Insect Pest Control Section

The Section assists FAO and IAEA Member States in implementing environmentally-friendly and sustainable methods to control major insect pests of crops and veterinary and human importance. It focuses on an area-wide integrated pest management approach, applying the Sterile Insect Technique where feasible to enhance food security and international trade. 

The Section’s work ranges from research activities to service delivery, training and knowledge management.

Through its laboratories at Seibersdorf, Austria, it carries out applied research and method development and improvement, helping Member States adapt and integrate the Sterile Insect Technique with other biologically-based methods.

Its research and development work addresses gaps in relation to mass rearing, sterilization, quality control, behaviour, transport and release, microbiology and genetics of major insect pests, such as fruit flies, moths, tsetse flies and mosquitoes. It is complemented by several five-year coordinated research projects, each with the participation of 15-20 researchers from Member States. These projects augment the research at the laboratories, support networking among researchers, and transfer new procedures and methodologies from senior scientists to junior researchers.

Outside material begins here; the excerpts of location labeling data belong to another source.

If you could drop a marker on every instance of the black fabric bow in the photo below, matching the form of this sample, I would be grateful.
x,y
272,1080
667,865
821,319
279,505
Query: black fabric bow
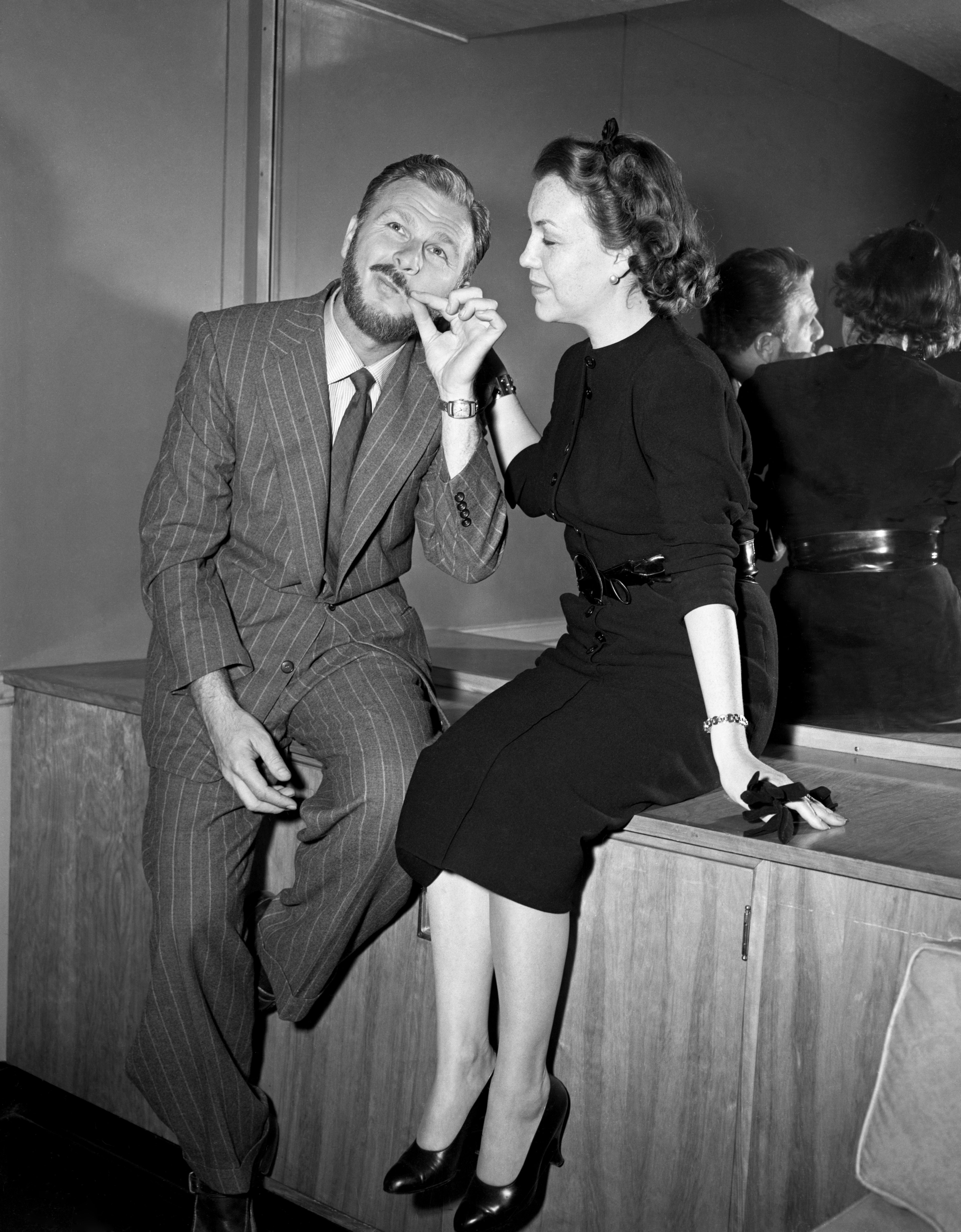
x,y
609,136
769,805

The Section also delivers services, supplies biological materials and provides guidance on the development and use of equipment, as well as expert support for coordinated research and field projects. It plays an important role in developing and strengthening technical, managerial and scientific skills required for the effective and efficient application of area-wide integrated pest management programmes. It is also a reference centre for insect strains and mutants.

Supporting an area-wide integrated pest management through knowledge-sharing

A key role of the Section is to disseminate to Member States factual, comprehensive and current information about strategies, techniques, products and processes related to integrated pest management.

To accomplish this, it supports the collection, compilation, analysis, synthesis and dissemination of scientific and technical information; helps set international standards by promoting the development and application of international sanitary and phytosanitary standards under the International Plant Protection Convention and other regional and international standard-setting bodies; provides strategic advice on insect pest control to influential animal health and plant protection organizations, as well as academic, research and teaching institutions; and helps elaborate policies and guidelines for the different components of area-wide integrated pest management programmes.